I think that strategy and tactics should be equally important at lower or average levels of chess play, and I don't really know which would matter more at the high levels. I also find your last sentence totally confusing, but that might just be me not understanding what you mean by "strategy". But even looking back at what you were saying about your definition of strategy, the sentence still doesn't make sense. You said that you use strategy to describe the things that you can't calculate but must instead intuit. If humans with intuition/strategy have an inherent advantage over machines, that seems like a very good argument for the "strategic-ness" of the game.
Yes, but what I mean is that, if
all humans all have that advantage over a machine, then it doesn't really make the game more strategic, because we can all do that anyway.

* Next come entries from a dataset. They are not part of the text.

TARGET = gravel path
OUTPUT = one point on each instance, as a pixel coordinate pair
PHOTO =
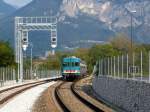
(24, 102)
(84, 88)
(47, 102)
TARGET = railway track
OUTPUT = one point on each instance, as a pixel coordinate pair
(9, 93)
(76, 103)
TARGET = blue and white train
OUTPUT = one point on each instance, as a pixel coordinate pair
(73, 67)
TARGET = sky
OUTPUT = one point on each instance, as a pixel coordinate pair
(17, 3)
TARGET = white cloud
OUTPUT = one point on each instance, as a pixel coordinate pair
(18, 3)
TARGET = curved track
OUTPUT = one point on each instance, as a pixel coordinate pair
(7, 94)
(67, 108)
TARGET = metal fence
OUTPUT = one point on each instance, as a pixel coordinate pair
(135, 66)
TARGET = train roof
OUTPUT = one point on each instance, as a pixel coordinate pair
(73, 58)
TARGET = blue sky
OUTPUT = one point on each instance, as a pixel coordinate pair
(18, 3)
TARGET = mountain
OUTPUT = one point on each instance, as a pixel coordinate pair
(96, 20)
(5, 9)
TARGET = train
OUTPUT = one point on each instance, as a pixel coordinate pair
(73, 67)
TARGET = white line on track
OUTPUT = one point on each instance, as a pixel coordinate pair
(24, 102)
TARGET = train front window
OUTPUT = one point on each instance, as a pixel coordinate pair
(76, 63)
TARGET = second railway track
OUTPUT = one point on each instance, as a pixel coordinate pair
(7, 94)
(71, 101)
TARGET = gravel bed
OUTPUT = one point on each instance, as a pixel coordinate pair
(14, 91)
(84, 88)
(71, 101)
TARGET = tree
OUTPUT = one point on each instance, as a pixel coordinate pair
(121, 43)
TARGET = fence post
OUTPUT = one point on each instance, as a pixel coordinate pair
(141, 66)
(114, 68)
(122, 66)
(111, 67)
(149, 66)
(108, 67)
(118, 66)
(127, 66)
(99, 67)
(133, 65)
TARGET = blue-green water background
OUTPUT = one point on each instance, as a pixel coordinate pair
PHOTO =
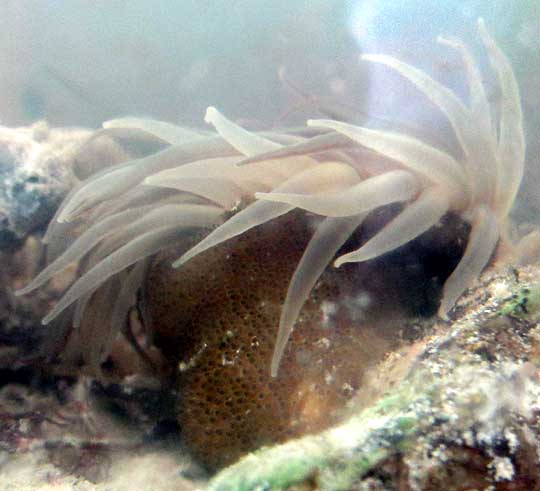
(79, 62)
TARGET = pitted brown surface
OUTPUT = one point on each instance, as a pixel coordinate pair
(217, 318)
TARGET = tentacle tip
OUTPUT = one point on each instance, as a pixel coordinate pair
(340, 261)
(443, 313)
(176, 264)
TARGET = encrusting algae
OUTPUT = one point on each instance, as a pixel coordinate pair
(408, 224)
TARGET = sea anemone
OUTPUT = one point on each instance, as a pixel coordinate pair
(235, 180)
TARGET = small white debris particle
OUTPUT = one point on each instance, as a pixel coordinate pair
(502, 468)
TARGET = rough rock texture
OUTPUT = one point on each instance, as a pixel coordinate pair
(456, 407)
(463, 413)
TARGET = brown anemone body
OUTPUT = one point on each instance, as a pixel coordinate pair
(216, 319)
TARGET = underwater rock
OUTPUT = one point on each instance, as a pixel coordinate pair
(35, 169)
(457, 410)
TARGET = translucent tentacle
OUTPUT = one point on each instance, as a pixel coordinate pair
(511, 151)
(414, 220)
(480, 246)
(173, 134)
(110, 183)
(325, 176)
(474, 144)
(412, 153)
(330, 235)
(244, 141)
(390, 187)
(82, 245)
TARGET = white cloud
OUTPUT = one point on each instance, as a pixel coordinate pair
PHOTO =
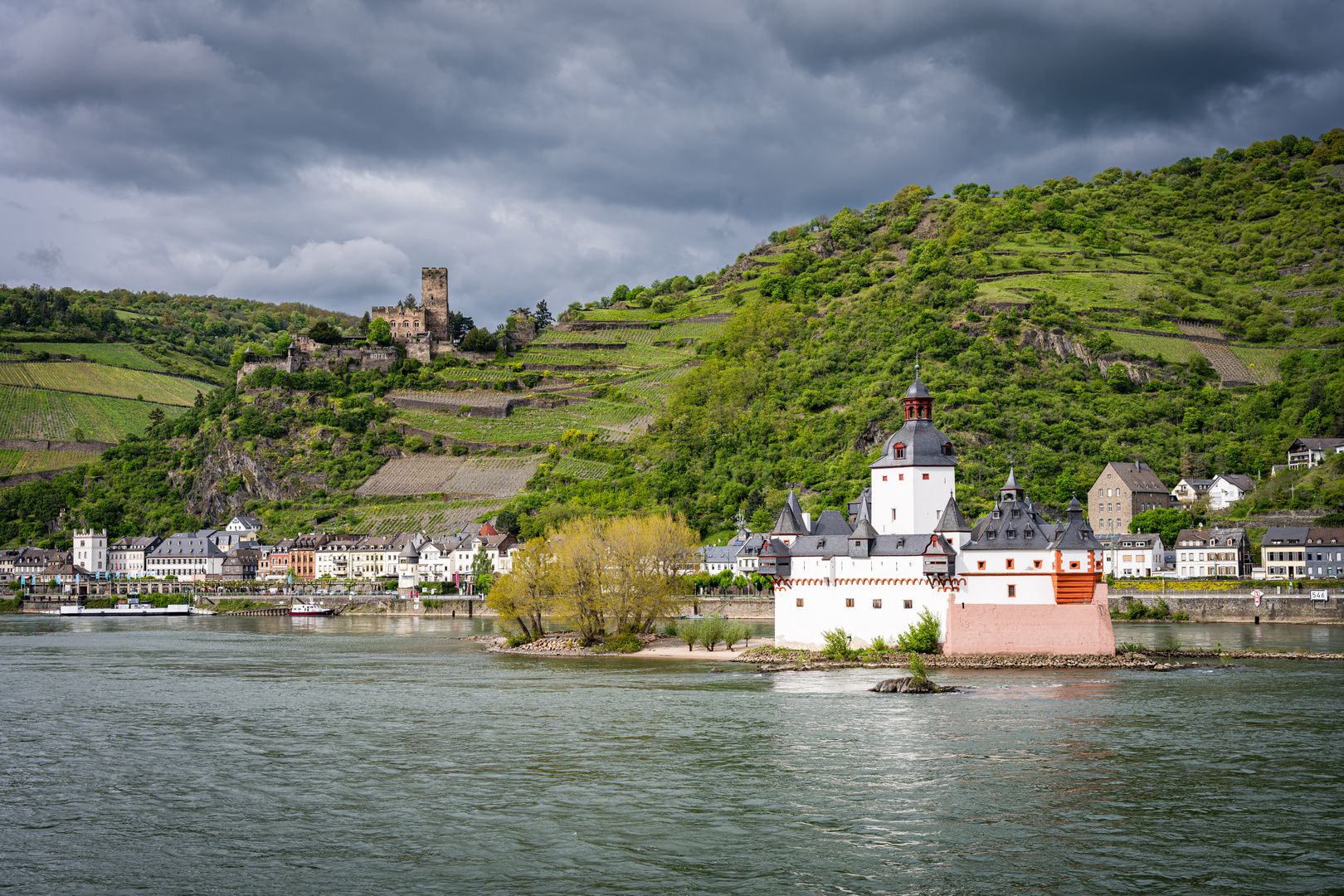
(357, 269)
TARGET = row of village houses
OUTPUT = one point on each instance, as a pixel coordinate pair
(1121, 492)
(236, 553)
(1125, 489)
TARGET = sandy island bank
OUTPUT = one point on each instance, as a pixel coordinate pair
(767, 659)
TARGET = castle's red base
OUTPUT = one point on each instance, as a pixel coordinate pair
(1031, 627)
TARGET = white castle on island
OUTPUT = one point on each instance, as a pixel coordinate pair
(1012, 583)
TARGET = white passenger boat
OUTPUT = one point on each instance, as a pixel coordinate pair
(300, 609)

What I'm trying to say is simple but I'm having trouble putting it into words. Let me try giving a silly example. Let's say we wanted to play a game, where each player looks at a picture and announces the number of birds in it, and then multiplies two huge numbers. Each player gets 10 seconds to count the birds, and then scores 30 points for the correct answer and 0 for an incorrect answer. (The pictures have maybe 0-5 birds in them, so that part is trivial for humans.) Then you get 20/n points for correctly multiplying the huge numbers, where n is the number of milliseconds it took you to multiply them (you get 0 for a wrong answer). Now obviously in this game, if it is played human vs. computer, the human will most likely win, because the computer will have a lot of trouble identifying the birds. If you just look at the human vs. computer case, it looks like the game is all about correctly counting birds. But when played human vs. human, it's just a contest to see who can multiply fastest, because the bird counting part is trivial for humans.
Okay, so what I'm saying is that, I expect there are aspects of chess that are trivial for humans, but hard for computers, that might give us the false impression that the game is more strategic than we might otherwise think, if we just base its strategic-ness on the results we get by playing against computers. Does that make more sense? In other words, the human vs. computer case makes it look like a strategy game, while in reality, the human vs. human case is tactical (and usually we only care about the human vs. human game). I don't know enough about how computers (or humans) play chess to know if that's actually the case in practice, but it feels like it should be to me.